How do we process data in different formats like docx, pdf etc and generate insights to be linked with structured data in database?This pattern helps in establishing relations between structured & unstructured data to generate recommendations using Watson NLU & Watson Studio.
In this code pattern, we will demonstrate a methodology to integrate structured data & unstructured data to generate recommendations. Processing unstructured data coming in different data formats has many challenges with respect to data extract & derive meaning to help us take informed decisions, however the related data would be in the structured format. It would be time consuming process to check different data sources manually for inference and that is where this pattern will be handy. We will showcase a configurable yet scalable process which will help in merging the different data sources and expedite the process of decision making. We have taken the example of HR recruitment process where we use the candidate’s resume to be compared with job description & candidate database to identify the best suited candidate for a given job profile. This will help the HR to develop an efficient recruitment plan. Our motto is to select the right candidate which helps in risk mitigation for the organization thereby enhancing the ROI and increases the credibility for the recruitment process. We will be using Watson Studio & Watson NLU to solve this use-case.
When the reader has completed this code pattern, they will understand how to:
The intended audience for this code pattern is developers who want to learn a new method for scanning the text across different document format and establish a relation with the data stored in the structured format in a database. The distinguishing factor of this code pattern is that it allows a configurable mechanism of search optimization which allows the recruiter to select the best fit candidate for the role.
Some of the other use cases where this methodology can be applied are listed below.
Drive optimization in the insurance domain by evaluating the information from the claim forms and new applicant forms.

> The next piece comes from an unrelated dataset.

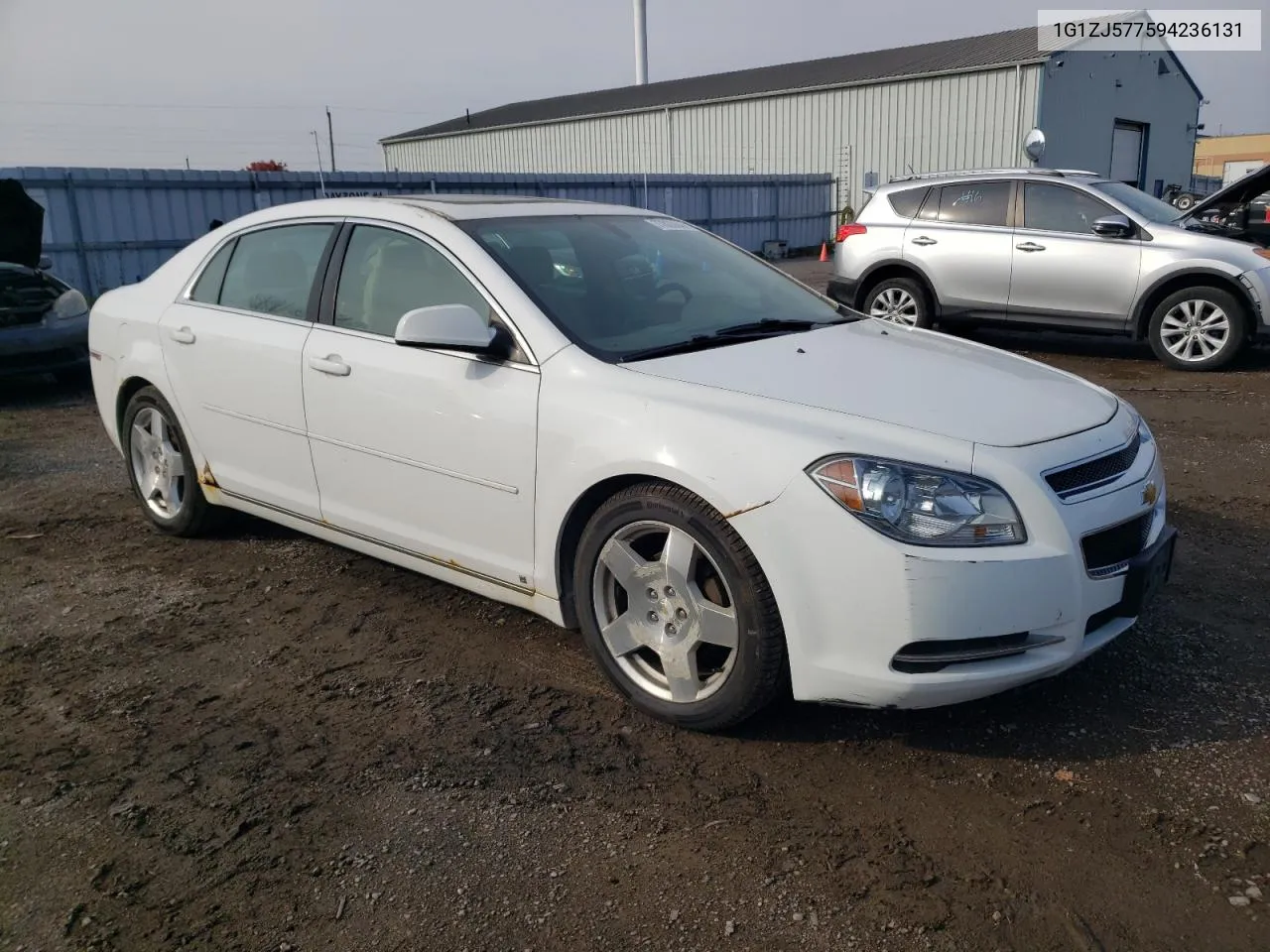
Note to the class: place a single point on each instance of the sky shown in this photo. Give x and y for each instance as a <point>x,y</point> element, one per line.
<point>222,82</point>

By linking structured & unstructured data we can get recommendations for new leads, process improvements etc. Structured data will be in the form of product offering details & customer database where as the claim forms and new applicant forms will store unstructured data. How do we map them to extract insights, get recommendations, enhance efficiency, increase ROI & generate revenue are some of the highlights.

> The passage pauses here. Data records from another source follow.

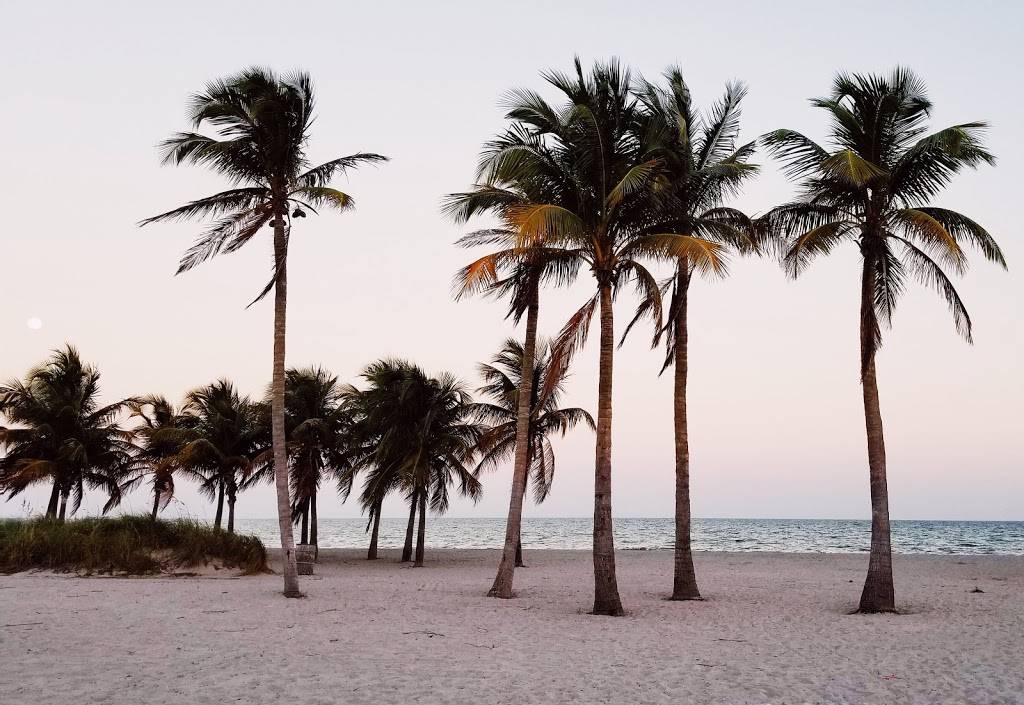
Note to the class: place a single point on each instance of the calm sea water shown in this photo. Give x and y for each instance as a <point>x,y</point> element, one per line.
<point>825,536</point>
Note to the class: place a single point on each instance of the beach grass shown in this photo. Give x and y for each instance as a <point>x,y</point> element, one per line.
<point>131,544</point>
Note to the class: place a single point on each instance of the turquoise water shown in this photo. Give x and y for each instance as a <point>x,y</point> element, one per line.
<point>824,536</point>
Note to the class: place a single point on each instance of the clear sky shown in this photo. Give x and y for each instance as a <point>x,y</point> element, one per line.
<point>775,407</point>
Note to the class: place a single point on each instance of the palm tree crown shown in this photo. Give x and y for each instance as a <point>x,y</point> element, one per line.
<point>501,379</point>
<point>230,437</point>
<point>62,434</point>
<point>161,434</point>
<point>872,185</point>
<point>263,123</point>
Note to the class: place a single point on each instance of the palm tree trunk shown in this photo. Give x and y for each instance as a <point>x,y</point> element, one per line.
<point>878,594</point>
<point>220,505</point>
<point>372,552</point>
<point>230,509</point>
<point>278,406</point>
<point>512,551</point>
<point>422,534</point>
<point>51,506</point>
<point>684,584</point>
<point>407,551</point>
<point>312,524</point>
<point>304,514</point>
<point>606,599</point>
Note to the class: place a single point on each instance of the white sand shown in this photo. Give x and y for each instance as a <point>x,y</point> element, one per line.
<point>774,628</point>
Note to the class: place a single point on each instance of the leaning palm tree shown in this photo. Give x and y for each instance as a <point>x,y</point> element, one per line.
<point>503,384</point>
<point>592,149</point>
<point>425,440</point>
<point>515,270</point>
<point>701,167</point>
<point>61,434</point>
<point>229,439</point>
<point>872,185</point>
<point>263,122</point>
<point>162,432</point>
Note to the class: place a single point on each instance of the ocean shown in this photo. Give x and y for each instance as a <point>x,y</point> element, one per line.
<point>815,536</point>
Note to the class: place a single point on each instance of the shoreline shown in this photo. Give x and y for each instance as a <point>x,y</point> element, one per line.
<point>773,628</point>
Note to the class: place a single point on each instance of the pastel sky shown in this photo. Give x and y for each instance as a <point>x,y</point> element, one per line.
<point>776,417</point>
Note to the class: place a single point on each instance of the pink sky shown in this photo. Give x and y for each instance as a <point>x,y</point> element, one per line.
<point>776,425</point>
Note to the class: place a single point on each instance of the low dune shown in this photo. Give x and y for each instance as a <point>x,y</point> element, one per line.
<point>773,628</point>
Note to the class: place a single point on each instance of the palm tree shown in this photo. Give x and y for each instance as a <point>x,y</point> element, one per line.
<point>318,429</point>
<point>515,270</point>
<point>872,185</point>
<point>503,385</point>
<point>61,434</point>
<point>263,122</point>
<point>229,440</point>
<point>162,433</point>
<point>594,153</point>
<point>701,167</point>
<point>425,441</point>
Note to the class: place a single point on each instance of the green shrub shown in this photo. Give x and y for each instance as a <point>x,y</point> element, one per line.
<point>135,545</point>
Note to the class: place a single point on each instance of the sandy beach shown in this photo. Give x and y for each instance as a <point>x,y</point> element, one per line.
<point>774,628</point>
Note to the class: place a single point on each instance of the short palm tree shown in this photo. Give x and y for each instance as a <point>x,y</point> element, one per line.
<point>320,442</point>
<point>162,432</point>
<point>503,386</point>
<point>872,187</point>
<point>263,122</point>
<point>425,440</point>
<point>701,167</point>
<point>594,153</point>
<point>61,434</point>
<point>229,439</point>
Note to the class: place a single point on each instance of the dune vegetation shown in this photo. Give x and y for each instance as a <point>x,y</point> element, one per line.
<point>130,544</point>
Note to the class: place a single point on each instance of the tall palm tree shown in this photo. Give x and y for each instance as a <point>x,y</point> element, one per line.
<point>425,440</point>
<point>263,122</point>
<point>162,432</point>
<point>872,185</point>
<point>503,385</point>
<point>516,270</point>
<point>61,434</point>
<point>594,153</point>
<point>229,439</point>
<point>701,167</point>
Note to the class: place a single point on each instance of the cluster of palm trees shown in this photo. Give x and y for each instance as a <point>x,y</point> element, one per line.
<point>616,175</point>
<point>621,172</point>
<point>404,431</point>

Enhance the efficiency of spare parts in the automobile industry to reduce warranty claims by taking the customer feedback after the service.
Customer feedback is captured in a form which is unstructured where the keywords are extracted from the problem statement and compared with the inventory system having structured information to check the quality and durability. If there are repeated complaints about specific sku’s then the manifacturing cycle of the specific sku’s should be reviewed for improvements which can enhance the durability of the spare parts and can reduce the warranty claims. This will also help the R & D team to come up with new features for the existing components to deliver superior performance which can enhance the customer experience resulting in increased sales.
Identifying the key parts causing the failure. Collecting failure descriptions to include:
Consolidate Warranty Systems & Processes. Minimize the number of automobile spare parts returns resulting in good inventory management.
IBM Watson Studio: Analyze data using RStudio, Jupyter, and Python in a configured, collaborative environment that includes IBM value-adds, such as managed Spark.
IBM Cloud Object Storage: An IBM Cloud service that provides an unstructured cloud data store to build and deliver cost effective apps and services with high reliability and fast speed to market.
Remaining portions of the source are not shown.